AGA Chief Critical Of Hold Up On US Energy Bill Friday November 21, 6:55 pm ET
HOUSTON (Dow Jones)--The American Gas Association's chief administrative officer weighed in Friday on what he called "a minority of U.S. senators who turned their backs" on natural gas customers by blocking a controversial energy bill.
Those senators should be held accountable, said David Parker, president of the AGA, a consortium of gas utility companies based in Washington.
The blocking action dealt a severe setback to President George W. Bush's proposal to redirect the nation's energy agenda toward increased production of oil, gas, coal and corn-based ethanol.
Critics of the bill, both Democrats and Republicans, said it would provide too many favors to industry and hinder cleanup of water fouled by MTBE, a gasoline additive.
"It's a bill - not a policy," said Sempra Energy (NYSE:SRE - News) International's president Darcel L. Hulse, commenting in a panel discussion at a natural gas summit in Houston this week.
Also critical was Matt Simmons, an energy investment banker in Houston and an energy consultant to the Bush-Cheney 2000 presidential campaign. Simmons earlier this week said the bill offers no short-term solution to the nation's natural gas shortage and pointed to a generally flat gas production rate through the last several years.
The Republican-led bill includes hundreds of provisions for energy and related industries including $23.5 billion in tax breaks and a proposal to double ethanol use, an economic boon to farmers.
Supporters of the bill, which the Congressional Budget Office said will cost taxpayers nearly $32 billion, say the legislation would open the doors for new investment in the U.S. electric grid, provide loan guarantees for construction of a natural-gas pipeline from Alaska to Chicago and provide $23.5 billion in tax incentives for domestic oil and gas development and alternative energy.

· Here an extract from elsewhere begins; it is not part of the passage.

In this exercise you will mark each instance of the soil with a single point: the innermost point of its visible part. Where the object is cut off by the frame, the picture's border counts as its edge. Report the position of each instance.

But that Alaska pipeline is years away. Even Alaska's Republican Gov. Frank H. Murkowski, a former senator elected last year to the governor's seat, says the time is now to bring Alaskan gas to the U.S. markets.
"Literally 30 years of work have been put into bringing Alaska's tremendous gas resources to market," the governor said this week at a natural gas summit in Houston.
"This has always been a big challenge and often we've been told to wait for the market to welcome us. Now the time has come," he said.
Murkowski pointed to urgent market needs for Alaskan gas in Alaska, Canada, the Lower U.S. 48 states and the Pacific Rim.
But Parker, one of the natural gas industry's chief lobbyists, Friday limited his criticism to those Senate votes that held up the consideration of the bill on Friday.
"We are extremely disappointed that a minority of senators used parliamentary tactics to block consideration of a bill that otherwise would have won approval of a clear majority of the Senate," said Parker.
The energy bill was overwhelmingly passed earlier this week by the Republican- led House.
Parker, who earlier this week predicted victory for the bill by a slight margin, said the Senate vote not only denies U.S. consumers greater supplies of clean, efficient natural gas at affordable prices, but also abandons low-income and working families."
The AGA's chief administrative officer said the energy bill also seeks to expand funding for Low Income Home Energy Assistance Program.
Natural gas meets nearly 25% of the U.S. energy needs. The AGA represents 191 local energy utility companies that deliver natural gas to more than 53 million homes, businesses and industries throughout the U.S.